Back in Adelaide he resumed his role at both the Adelaide Hospital and the Children’s Hospital. His appointment at the Adelaide Hospital continued until 1942. With the appointment of J. B. Cleland as Marks Professor of Pathology in 1920 he relinquished his lectureship role in that field. As a teacher in Pathology he had had a major influence in the teaching of medical students but as a Lecturer in Clinical Medicine and Practice his influence was even greater. Dr Estcourt Hughes, who graduated in 1926, had experienced de Crespigny’s teaching He wrote in his history of the hospital:
“as a clinical teacher his outstanding characteristics were an insistence on a thorough examination and his painstaking instruction in the eliciting of physical signs and their interpretation. His systematic lectures were of a high order, with emphasis on concentrating on the clinical manifestations of disease and its pathological basis”.Dr Estcourt Hughes
He like Newland played a role in the organisation of Medicine. He also like Newland had a period as President of the South Australian Branch of the BMA and played a significant role in the founding of the Royal Australasian College of Physicians in 1938, serving as President from 1942 to 1944. He was knighted in 1941. He served as Dean of the Medical School for 19 years.
However, with all these activities it must be recognised that his work, leading to the creation of the Institute of Medical and Veterinary Science, was that of a giant. This institution, serving the public, the hospitals both public and private must be considered his major achievement. He served as Chairman of its council from its beginning from 1938 until a few months before his death in October 1952.
With his passing there were many tributes. One account described him as being tall with a spare figure, always immaculately dressed, inspiring awe in students who knew of his uncompromising scorn of slipshod work. His teaching, thorough and with a basis of pathology was always lucid and logical but lightened by a dry humour. Others described him as the outstanding clinical teacher of his day.
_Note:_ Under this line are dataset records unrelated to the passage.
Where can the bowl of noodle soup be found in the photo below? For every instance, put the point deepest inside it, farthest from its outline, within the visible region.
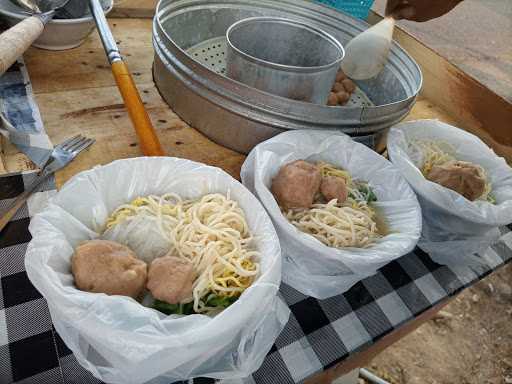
(117, 338)
(450, 220)
(310, 265)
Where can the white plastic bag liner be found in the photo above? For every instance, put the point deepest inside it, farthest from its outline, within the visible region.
(308, 265)
(115, 337)
(454, 228)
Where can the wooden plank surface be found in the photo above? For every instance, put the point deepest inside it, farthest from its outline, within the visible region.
(76, 93)
(134, 8)
(478, 109)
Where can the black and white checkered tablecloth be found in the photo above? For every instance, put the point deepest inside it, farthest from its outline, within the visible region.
(319, 334)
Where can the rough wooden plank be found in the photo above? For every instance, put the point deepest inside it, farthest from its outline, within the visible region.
(478, 109)
(99, 113)
(134, 8)
(76, 94)
(87, 66)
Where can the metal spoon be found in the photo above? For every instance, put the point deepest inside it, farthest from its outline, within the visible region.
(16, 40)
(367, 53)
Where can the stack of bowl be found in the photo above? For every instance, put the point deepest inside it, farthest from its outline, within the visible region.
(58, 34)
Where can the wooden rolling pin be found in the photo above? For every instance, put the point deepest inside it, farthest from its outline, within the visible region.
(16, 40)
(149, 143)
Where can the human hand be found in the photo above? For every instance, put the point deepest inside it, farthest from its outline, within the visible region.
(419, 10)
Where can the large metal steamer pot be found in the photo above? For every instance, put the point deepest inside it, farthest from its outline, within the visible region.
(238, 116)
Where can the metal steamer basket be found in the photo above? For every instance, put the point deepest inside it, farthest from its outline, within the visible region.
(189, 37)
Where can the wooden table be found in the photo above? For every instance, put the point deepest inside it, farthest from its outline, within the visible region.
(76, 93)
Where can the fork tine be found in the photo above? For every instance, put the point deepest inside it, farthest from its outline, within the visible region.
(65, 142)
(75, 145)
(65, 145)
(86, 144)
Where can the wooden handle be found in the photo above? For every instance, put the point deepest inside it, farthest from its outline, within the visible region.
(149, 143)
(16, 40)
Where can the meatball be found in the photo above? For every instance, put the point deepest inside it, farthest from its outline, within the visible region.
(348, 85)
(170, 279)
(296, 185)
(333, 187)
(332, 100)
(465, 178)
(340, 76)
(342, 97)
(338, 87)
(103, 266)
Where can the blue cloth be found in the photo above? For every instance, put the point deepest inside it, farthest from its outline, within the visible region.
(356, 8)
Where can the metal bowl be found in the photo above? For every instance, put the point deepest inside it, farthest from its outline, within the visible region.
(283, 57)
(190, 46)
(58, 34)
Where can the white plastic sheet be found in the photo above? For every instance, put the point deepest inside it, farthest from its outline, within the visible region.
(454, 228)
(308, 265)
(118, 339)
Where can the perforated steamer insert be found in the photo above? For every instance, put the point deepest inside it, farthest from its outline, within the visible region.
(189, 37)
(212, 54)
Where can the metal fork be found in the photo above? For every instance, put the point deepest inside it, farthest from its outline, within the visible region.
(61, 156)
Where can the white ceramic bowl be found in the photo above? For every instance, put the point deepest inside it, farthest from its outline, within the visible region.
(58, 34)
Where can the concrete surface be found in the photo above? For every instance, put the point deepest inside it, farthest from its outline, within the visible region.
(476, 36)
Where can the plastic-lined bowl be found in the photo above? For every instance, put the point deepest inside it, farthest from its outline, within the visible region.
(58, 34)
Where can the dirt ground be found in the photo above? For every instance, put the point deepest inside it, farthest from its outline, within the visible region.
(469, 342)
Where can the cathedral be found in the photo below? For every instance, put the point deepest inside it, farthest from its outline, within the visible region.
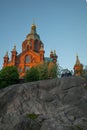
(32, 54)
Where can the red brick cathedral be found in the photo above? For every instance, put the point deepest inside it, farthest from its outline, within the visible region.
(32, 53)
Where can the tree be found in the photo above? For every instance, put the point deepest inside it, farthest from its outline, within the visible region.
(52, 70)
(8, 75)
(32, 74)
(43, 71)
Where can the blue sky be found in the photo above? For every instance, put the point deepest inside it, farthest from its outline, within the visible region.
(61, 24)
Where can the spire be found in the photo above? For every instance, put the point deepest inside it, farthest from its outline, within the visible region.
(14, 49)
(42, 47)
(77, 60)
(6, 55)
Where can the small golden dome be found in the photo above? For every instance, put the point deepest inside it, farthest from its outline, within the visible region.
(33, 26)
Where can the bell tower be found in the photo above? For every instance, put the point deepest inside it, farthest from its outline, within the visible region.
(78, 67)
(6, 60)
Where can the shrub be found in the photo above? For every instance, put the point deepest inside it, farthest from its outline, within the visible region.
(43, 71)
(32, 74)
(8, 75)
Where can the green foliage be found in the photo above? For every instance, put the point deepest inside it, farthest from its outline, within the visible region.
(8, 75)
(85, 86)
(43, 71)
(32, 74)
(85, 72)
(32, 116)
(79, 128)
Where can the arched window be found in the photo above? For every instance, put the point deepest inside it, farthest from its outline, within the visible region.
(27, 68)
(27, 59)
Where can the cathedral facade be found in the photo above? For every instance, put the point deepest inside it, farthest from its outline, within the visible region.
(32, 53)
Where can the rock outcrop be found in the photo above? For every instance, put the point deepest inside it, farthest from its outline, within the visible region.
(58, 104)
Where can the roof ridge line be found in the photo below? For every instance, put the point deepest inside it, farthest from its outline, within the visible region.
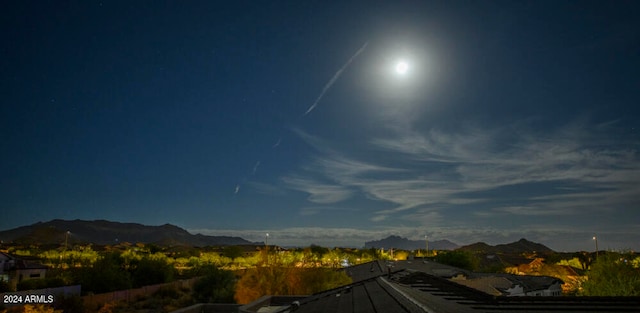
(408, 297)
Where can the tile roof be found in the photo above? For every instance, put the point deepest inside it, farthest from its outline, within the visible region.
(404, 290)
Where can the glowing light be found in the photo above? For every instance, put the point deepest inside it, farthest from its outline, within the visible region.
(402, 67)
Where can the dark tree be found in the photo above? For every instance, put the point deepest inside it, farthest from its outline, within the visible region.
(217, 286)
(149, 271)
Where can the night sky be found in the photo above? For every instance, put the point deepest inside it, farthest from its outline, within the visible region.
(326, 122)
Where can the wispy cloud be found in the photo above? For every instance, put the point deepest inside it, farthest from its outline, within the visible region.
(558, 172)
(335, 78)
(318, 192)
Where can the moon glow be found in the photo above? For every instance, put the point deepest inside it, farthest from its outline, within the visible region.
(402, 67)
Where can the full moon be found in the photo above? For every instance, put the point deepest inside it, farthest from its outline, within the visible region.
(402, 67)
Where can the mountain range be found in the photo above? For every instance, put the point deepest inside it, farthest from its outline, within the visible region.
(518, 247)
(104, 232)
(398, 242)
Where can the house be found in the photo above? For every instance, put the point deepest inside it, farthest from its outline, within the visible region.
(14, 270)
(514, 285)
(411, 291)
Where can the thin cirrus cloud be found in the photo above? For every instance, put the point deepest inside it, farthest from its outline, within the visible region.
(318, 192)
(556, 172)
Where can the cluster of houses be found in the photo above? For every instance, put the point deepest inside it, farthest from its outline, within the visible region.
(14, 270)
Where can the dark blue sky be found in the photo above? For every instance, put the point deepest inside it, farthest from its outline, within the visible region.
(514, 119)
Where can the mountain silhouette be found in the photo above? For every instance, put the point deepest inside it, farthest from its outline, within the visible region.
(104, 232)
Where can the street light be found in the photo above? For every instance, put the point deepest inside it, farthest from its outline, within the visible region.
(427, 241)
(66, 239)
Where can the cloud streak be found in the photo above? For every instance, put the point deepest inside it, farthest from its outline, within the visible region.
(335, 78)
(570, 172)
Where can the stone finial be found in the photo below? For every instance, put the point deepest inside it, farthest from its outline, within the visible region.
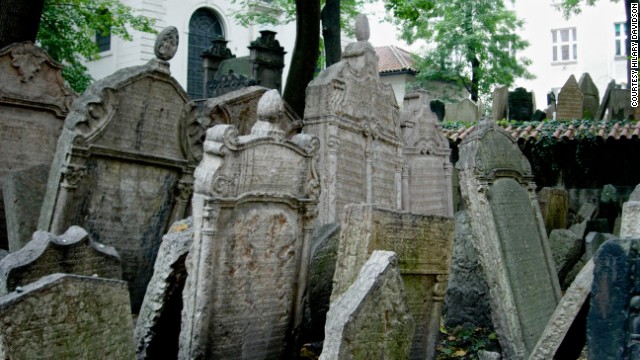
(362, 28)
(166, 43)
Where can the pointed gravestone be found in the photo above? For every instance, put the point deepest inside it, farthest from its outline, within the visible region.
(426, 176)
(124, 165)
(570, 101)
(509, 236)
(73, 252)
(33, 104)
(591, 96)
(65, 316)
(254, 208)
(371, 319)
(356, 118)
(423, 244)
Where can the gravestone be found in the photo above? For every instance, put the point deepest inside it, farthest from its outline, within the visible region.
(65, 316)
(158, 325)
(500, 103)
(465, 110)
(23, 192)
(73, 252)
(570, 101)
(509, 236)
(371, 319)
(591, 96)
(239, 108)
(614, 315)
(356, 118)
(426, 175)
(33, 104)
(254, 208)
(520, 104)
(423, 244)
(124, 165)
(554, 205)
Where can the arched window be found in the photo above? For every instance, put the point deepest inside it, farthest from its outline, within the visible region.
(204, 26)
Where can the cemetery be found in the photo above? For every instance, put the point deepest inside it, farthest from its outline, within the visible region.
(138, 223)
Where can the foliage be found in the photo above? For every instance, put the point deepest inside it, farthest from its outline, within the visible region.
(68, 27)
(464, 342)
(464, 32)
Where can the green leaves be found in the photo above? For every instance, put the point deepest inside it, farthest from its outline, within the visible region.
(68, 28)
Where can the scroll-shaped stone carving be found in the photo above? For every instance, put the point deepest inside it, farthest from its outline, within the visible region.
(509, 236)
(124, 164)
(253, 212)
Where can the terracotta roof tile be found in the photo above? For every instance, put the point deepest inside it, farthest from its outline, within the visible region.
(393, 59)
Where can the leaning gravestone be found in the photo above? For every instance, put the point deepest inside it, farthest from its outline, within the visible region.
(591, 96)
(613, 330)
(65, 316)
(509, 235)
(73, 252)
(423, 244)
(356, 118)
(124, 165)
(570, 101)
(426, 176)
(253, 213)
(371, 319)
(33, 104)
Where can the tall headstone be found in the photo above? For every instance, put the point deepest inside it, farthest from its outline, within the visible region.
(356, 118)
(509, 235)
(73, 252)
(426, 175)
(500, 103)
(254, 208)
(371, 319)
(570, 101)
(613, 326)
(423, 244)
(65, 316)
(591, 96)
(123, 168)
(520, 104)
(33, 104)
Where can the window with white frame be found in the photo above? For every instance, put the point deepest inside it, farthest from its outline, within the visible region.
(565, 45)
(620, 36)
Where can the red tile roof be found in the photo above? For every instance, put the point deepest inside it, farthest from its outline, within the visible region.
(393, 59)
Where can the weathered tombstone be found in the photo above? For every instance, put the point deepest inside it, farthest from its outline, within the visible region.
(591, 96)
(254, 208)
(520, 104)
(33, 103)
(554, 205)
(356, 118)
(509, 235)
(124, 165)
(73, 252)
(465, 110)
(23, 192)
(423, 244)
(158, 324)
(500, 103)
(426, 175)
(614, 316)
(65, 316)
(570, 101)
(371, 319)
(239, 108)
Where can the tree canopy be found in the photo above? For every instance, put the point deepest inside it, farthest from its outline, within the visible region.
(68, 28)
(474, 42)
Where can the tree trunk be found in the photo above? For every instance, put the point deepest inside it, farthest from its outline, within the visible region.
(305, 53)
(19, 20)
(331, 31)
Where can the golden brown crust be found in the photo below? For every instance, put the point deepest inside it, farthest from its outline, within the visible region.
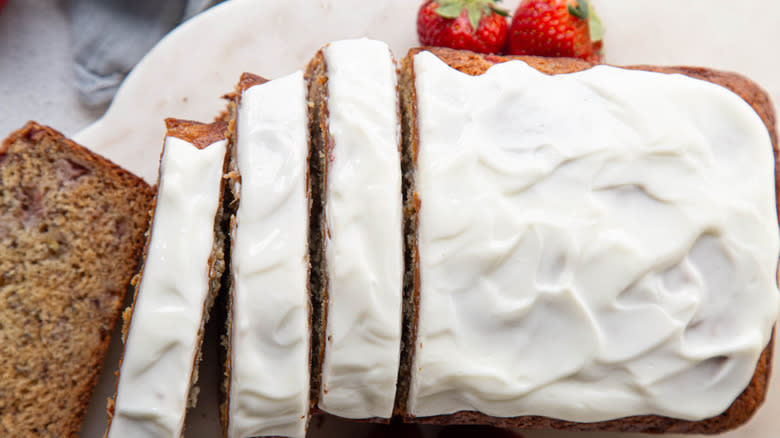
(751, 398)
(72, 227)
(321, 149)
(200, 135)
In closing I must pay tribute to Carol Fort, Joan Durdin, the late James Estcourt Hughes and the late Bernard Nicholson, each of whom had the vision to provide biographical accounts of these giants from which I have drawn heavily.
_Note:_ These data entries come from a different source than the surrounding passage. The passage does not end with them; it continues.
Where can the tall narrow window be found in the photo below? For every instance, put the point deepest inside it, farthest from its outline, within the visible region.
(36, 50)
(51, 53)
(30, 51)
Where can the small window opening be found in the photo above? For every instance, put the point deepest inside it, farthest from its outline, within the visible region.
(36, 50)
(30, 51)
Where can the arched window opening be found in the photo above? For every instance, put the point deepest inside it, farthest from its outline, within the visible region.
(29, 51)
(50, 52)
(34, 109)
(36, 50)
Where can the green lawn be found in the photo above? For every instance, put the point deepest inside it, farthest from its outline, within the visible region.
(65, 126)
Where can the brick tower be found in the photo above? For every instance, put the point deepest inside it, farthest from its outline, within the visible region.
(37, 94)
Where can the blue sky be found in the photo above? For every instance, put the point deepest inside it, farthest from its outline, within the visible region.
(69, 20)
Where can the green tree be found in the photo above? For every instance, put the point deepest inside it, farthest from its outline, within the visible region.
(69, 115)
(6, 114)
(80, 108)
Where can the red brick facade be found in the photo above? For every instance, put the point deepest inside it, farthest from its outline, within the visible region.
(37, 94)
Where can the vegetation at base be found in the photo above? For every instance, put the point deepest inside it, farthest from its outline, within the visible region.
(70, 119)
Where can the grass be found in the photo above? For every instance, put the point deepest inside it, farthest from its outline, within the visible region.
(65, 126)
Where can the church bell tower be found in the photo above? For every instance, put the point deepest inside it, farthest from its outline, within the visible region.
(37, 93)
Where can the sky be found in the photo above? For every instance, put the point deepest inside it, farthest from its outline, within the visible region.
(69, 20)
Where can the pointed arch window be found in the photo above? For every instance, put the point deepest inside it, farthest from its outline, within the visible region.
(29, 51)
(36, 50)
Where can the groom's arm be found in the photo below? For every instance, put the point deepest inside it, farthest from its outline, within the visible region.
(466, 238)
Additionally I wish to acknowledge the skilled assistance I have received from the staff of the Heritage Office.
The one woman and three men I have referred to as giants for their contributions to this hospital have left it to succeeding generations to have the visions to make their contributions to the work of Royal Adelaide Hospital. In acknowledging its heritage, they will carry it forward to a new site.